As he furiously wiped down my apparently offending feet, I blushed, compelled to justify myself, all the while withering under his judgmental scrubbing. “Come on, my sandal bottoms are black!” I stammered. “Plus, it’s hot out. Seriously, I just walked 2 miles down Park Avenue!”
No discernible reaction. Danny just tossed away the towel and started started squeezing, kneading, twisting toes, and slapping my shins with abandon. I tried to roll with the, er, punches, and thought I was succeeding when suddenly he whipped out an elongated device I’m pretty certain I saw in a Medieval museum of torture in the far corners of Belgium. He began sliding it with extraordinary strength down the soles of my feet. I started to sweat and whimper.
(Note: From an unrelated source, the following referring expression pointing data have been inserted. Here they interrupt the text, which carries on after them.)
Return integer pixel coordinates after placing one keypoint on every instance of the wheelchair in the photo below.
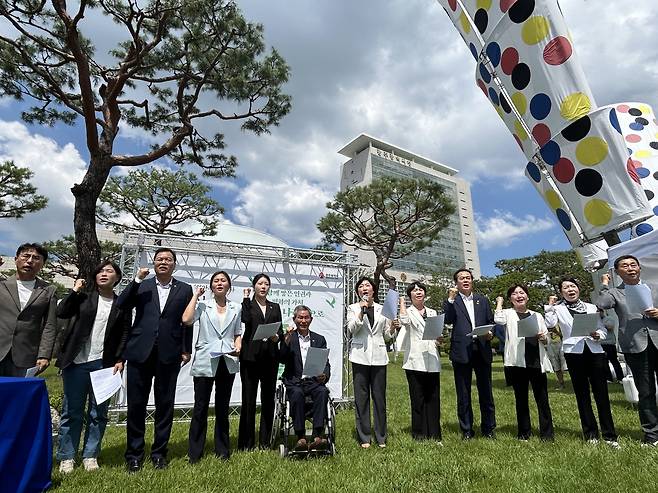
(283, 433)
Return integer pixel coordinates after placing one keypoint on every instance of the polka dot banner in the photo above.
(587, 163)
(530, 53)
(637, 123)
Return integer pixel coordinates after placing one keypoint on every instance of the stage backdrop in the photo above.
(318, 287)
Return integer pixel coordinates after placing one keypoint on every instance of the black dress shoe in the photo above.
(133, 465)
(159, 462)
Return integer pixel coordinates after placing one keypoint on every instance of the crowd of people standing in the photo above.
(147, 328)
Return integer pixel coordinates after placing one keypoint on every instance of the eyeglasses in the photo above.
(27, 256)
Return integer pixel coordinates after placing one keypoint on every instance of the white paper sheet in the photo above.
(265, 331)
(433, 327)
(390, 308)
(316, 360)
(638, 298)
(105, 383)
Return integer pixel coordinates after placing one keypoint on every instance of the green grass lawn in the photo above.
(405, 465)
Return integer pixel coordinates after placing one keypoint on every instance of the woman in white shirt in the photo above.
(421, 365)
(369, 331)
(93, 340)
(215, 363)
(586, 361)
(526, 362)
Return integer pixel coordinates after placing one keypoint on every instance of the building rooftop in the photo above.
(363, 141)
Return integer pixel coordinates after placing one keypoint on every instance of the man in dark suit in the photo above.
(28, 319)
(466, 310)
(299, 386)
(155, 347)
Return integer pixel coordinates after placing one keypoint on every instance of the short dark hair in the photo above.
(568, 279)
(361, 280)
(258, 277)
(513, 288)
(415, 284)
(41, 250)
(225, 274)
(165, 249)
(625, 257)
(463, 269)
(105, 263)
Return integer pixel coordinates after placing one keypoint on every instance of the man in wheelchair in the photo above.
(299, 387)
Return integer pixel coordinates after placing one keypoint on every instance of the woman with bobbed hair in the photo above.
(421, 365)
(93, 339)
(259, 364)
(526, 362)
(215, 362)
(369, 331)
(586, 361)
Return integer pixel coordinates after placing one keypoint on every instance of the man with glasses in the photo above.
(157, 344)
(28, 327)
(638, 340)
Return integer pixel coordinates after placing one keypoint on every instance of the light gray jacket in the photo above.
(634, 328)
(29, 333)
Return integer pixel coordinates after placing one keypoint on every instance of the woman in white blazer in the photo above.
(215, 363)
(421, 365)
(369, 331)
(586, 361)
(526, 362)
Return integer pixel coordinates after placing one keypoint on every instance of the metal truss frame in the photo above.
(136, 244)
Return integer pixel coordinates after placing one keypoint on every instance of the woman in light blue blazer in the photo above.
(215, 362)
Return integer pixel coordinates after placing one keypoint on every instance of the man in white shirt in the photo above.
(28, 320)
(299, 386)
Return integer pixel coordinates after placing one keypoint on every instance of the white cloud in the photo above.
(504, 228)
(288, 209)
(56, 168)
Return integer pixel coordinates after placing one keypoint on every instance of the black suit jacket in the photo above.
(252, 317)
(461, 344)
(80, 309)
(291, 357)
(151, 324)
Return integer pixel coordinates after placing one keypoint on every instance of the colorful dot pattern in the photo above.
(584, 161)
(539, 70)
(637, 122)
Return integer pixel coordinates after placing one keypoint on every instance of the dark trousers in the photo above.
(644, 366)
(9, 369)
(319, 395)
(251, 373)
(223, 382)
(520, 379)
(369, 381)
(424, 394)
(139, 378)
(611, 354)
(463, 373)
(591, 370)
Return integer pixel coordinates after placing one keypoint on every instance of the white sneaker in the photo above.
(90, 463)
(66, 466)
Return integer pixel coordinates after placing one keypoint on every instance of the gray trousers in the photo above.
(370, 381)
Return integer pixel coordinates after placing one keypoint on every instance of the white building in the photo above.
(371, 158)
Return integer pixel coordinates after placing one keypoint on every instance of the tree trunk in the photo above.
(86, 194)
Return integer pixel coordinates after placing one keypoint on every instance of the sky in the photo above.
(394, 69)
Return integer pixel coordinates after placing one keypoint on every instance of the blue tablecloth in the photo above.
(26, 446)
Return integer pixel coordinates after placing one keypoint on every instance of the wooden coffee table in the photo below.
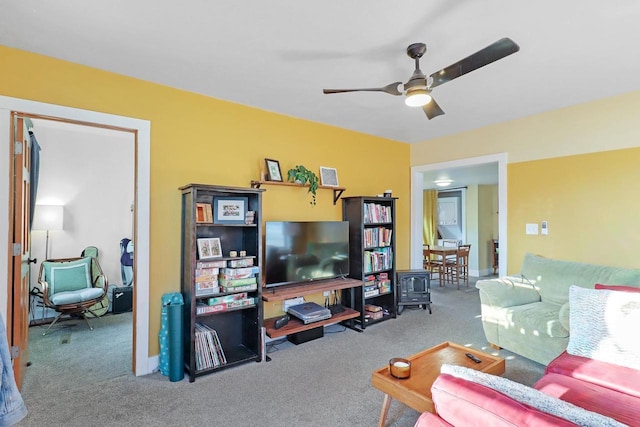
(415, 392)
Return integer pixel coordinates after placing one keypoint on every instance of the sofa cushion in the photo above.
(604, 326)
(539, 318)
(68, 276)
(602, 400)
(621, 288)
(527, 396)
(553, 278)
(615, 377)
(460, 402)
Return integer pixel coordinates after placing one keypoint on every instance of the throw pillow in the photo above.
(604, 325)
(532, 397)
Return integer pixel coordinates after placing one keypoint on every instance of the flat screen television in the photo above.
(298, 252)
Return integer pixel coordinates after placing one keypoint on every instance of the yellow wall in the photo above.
(197, 139)
(575, 167)
(591, 202)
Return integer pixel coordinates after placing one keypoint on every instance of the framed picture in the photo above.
(203, 213)
(209, 248)
(328, 176)
(229, 210)
(273, 170)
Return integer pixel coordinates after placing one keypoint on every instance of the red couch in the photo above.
(599, 387)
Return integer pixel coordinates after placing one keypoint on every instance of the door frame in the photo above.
(417, 203)
(142, 364)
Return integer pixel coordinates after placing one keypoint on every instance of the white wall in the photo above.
(90, 171)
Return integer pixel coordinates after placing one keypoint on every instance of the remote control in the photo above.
(472, 357)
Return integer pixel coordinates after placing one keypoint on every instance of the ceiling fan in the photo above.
(418, 88)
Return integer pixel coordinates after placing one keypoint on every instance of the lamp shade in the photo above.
(48, 217)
Ah, but Danny, the mighty masseuse glanced up, unimpressed. “Your shoulders tired,” he announced, continuing to put enough pressure on the ball of my foot to yield a diamond.
Now, it should be noted that for the duration of my travels in Asia, and while living in Manhattan, land of a thousand Asian foot spas, I’ve wanted to try a reflexology massage. I already dig acupuncture, and love the thought that our qi and body energies are inter-connected somehow or other. It seemed fascinating that via my feet all manner of ails could be detected and helped. Whoa. So, I was super jazzed to sit down and get the most out of a $12-for-15-minutes massage deal.
What I got instead was a hobbling 2-day-long limp, like the arch of my foot was filled with marbles. And then there was the minor shin bruising, a tender reminder of my foibles. Alas, I won’t be visiting any foot spas on my next Asia trip.
Of course, that’s not to say reflexology’s a crock. In fairness to Danny, I’m doing pretty awesome this week. And you know what? To his credit, my shoulders feel positively spry.